Critical Bitcoin On-Chain Metric Could Signal Upcoming Surge in BTC Demand
While Bitcoin continues to struggle beneath the $65,000 threshold amid sporadic waves of heavy selling activity, a particular on-chain metric has reached stability, offering clues about the potential return of spot market buying interest.

On-chain analytics monitoring the profitability levels of Bitcoin (BTC) investors have declined back to the long-term historical average, suggesting a potential reset in asset valuation. Concurrently, cryptocurrency exchange order flow data reveals a reduction in intense selling activity, as the spot cumulative volume delta (CVD) has experienced a slight uptick despite spot trading volume falling from $7.6 billion to $6 billion.
These developments are influencing market participants' outlook regarding the timing of renewed robust spot demand for BTC and the likelihood of such activity triggering a trend reversal in price action.
Bitcoin's Valuation Indicator Returns to Historical Average
According to Glassnode analyst Chris Beamish, the Bitcoin market value to realized value (MVRV) ratio has returned to normal levels following the complete reset of previous +1 standard deviation extremes.
The MVRV ratio evaluates market capitalization against realized capitalization to assess overall investor profitability levels. When this metric compresses toward its long-term mean, valuations approach levels that have historically presented more favorable risk-reward scenarios, although BTC hasn't yet descended into deeply undervalued territory.

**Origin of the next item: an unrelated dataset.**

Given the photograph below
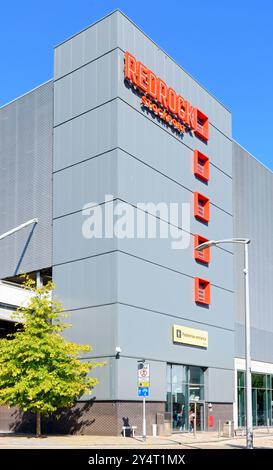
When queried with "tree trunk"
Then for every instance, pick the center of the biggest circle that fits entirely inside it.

Similarly, the realized capitalization metric, which calculates the aggregate value of Bitcoin based on the last transaction price for each coin moved on-chain, has decreased to $1.09 trillion from its November 2025 high of $1.12 trillion, representing approximately $33 billion in network value contraction.
The 30-day change registers at -2.26%, indicating ongoing capital outflows from the network. BTC researcher Axel Adler Jr. notes that coins aged between three and six months currently represent 25.9% of total supply, constituting the largest cohort. A significant portion of these holdings were established near cycle peaks and are currently in unrealized loss territory.
Collectively, these indicators characterize a defensive market phase. BTC holders are not experiencing large-scale capitulation events, while fresh capital inflows have yet to reverse the downward trajectory in realized cap. Adler Jr. characterized the current trend as "neutrally defensive" pending the cap's return to positive momentum.
Bitcoin's Volume Delta Indicates Careful Absorption Pattern
Exchange flow metrics corroborate this assessment. Data from Glassnode reveals the spot cumulative volume delta has improved, moving to -$161.5 million from -$177.1 million, indicating a moderate decrease in aggressive selling behavior.
The CVD metric tracks the cumulative differential between buy-side and sell-side market orders. Spot trading volume has contracted to $6.0 billion from $7.6 billion, suggesting reduced market participation and more volatile price movements.
Historical cycle analysis shows that pronounced CVD drawdowns during price declines have frequently coincided with local bottom formation once selling pressure starts to stabilize. BTC price consolidation within the $62,000–$64,000 range, combined with a flattening CVD trajectory, could indicate that available supply is being absorbed with greater efficiency, especially if spot market participation begins to rebound from current depressed levels.